Illinois Attorney General Lisa Madigan and state Sen. Jacqueline Collins (D-Chicago) were among six state-level elected officials who, as of Tuesday, have announced their support for the administration’s call to action.
“I applaud the White House for shining a light on non-compete agreements and how they can unfairly impact the lives of lower wage workers,” Madigan said in a statement. “We need to ensure that employees around the country have the ability to change jobs and pursue new job opportunities so they can build successful lives. My office will continue to address the overuse of non-compete agreements in Illinois.”
Madigan made news in June when her office sued Jimmy John’s over the “highly restrictive non-compete agreements” the sandwich shop chain imposed on its employees.

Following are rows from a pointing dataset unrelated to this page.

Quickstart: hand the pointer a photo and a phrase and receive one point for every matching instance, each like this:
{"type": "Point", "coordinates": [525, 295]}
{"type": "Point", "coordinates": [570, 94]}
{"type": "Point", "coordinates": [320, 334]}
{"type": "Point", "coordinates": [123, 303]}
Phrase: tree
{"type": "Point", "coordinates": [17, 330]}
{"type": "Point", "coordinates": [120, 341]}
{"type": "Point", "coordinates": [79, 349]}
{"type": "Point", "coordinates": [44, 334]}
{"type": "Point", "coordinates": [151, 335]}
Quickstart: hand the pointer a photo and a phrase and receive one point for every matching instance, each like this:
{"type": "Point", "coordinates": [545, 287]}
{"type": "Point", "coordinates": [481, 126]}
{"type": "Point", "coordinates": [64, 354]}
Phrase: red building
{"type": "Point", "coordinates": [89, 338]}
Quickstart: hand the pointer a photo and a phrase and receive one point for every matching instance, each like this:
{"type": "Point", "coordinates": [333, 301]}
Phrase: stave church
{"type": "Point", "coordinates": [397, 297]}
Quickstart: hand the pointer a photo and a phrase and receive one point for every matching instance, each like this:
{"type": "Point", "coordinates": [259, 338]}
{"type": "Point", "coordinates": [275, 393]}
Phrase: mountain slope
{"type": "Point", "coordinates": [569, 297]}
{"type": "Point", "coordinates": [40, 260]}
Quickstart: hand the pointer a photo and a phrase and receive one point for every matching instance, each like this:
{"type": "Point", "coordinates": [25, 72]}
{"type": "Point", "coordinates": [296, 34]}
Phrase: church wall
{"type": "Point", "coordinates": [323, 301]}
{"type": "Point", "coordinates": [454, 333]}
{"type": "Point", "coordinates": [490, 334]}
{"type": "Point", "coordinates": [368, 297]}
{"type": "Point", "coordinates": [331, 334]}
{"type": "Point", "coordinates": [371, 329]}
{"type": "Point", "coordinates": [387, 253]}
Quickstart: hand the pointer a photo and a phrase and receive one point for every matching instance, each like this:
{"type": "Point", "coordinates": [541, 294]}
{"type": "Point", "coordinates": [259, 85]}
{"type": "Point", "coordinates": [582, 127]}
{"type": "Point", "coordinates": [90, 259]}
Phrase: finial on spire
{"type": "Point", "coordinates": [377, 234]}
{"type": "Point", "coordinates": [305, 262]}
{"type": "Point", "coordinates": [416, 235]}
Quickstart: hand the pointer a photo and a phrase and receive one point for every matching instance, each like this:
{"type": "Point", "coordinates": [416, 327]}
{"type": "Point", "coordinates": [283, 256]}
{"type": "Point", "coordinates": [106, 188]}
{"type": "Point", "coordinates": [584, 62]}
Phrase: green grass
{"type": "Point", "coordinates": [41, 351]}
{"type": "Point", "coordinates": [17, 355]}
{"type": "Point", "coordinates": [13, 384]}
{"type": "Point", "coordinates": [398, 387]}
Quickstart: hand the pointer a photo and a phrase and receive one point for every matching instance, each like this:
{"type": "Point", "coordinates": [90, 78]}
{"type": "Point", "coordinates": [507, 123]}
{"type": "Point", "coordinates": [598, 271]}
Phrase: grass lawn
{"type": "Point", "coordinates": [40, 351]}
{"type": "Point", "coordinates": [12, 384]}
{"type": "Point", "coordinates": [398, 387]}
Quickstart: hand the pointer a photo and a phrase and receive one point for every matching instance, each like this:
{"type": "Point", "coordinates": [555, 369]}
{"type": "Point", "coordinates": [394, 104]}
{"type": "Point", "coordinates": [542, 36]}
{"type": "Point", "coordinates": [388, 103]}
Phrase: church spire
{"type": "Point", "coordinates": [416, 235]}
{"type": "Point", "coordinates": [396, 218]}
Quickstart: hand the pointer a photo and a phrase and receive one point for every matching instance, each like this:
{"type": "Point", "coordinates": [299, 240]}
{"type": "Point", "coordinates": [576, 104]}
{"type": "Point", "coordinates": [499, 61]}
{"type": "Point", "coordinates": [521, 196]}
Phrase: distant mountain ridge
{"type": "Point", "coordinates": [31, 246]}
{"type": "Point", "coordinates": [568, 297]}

Shortly thereafter, Jimmy John’s announced it would end its use of non-competes as part of a settlement with the New York attorney general’s office, which had also been investigating the issue.
The White House says non-compete agreements are generally banned in only three states: California, North Dakota and Oklahoma.
In Illinois, Gov. Bruce Rauner signed legislation in August banning the use of non-compete agreements for workers earning the minimum wage or less than $13 an hour. The measure, called the Illinois Freedom to Work Act, takes effect in January.
“It is nonsensical and immoral for low-wage employees in the United States to be confined to stringent agreements that prohibit them from finding meaningful employment within their field,” Collins said in a statement. “These types of practices increase the financial burden faced by many living in poverty. We are glad that the White House is taking action on this important issue and support the limitation of non-compete agreements, such as the Illinois Freedom to Work Act that eliminates non-compete agreements for all low-wage workers in Illinois.”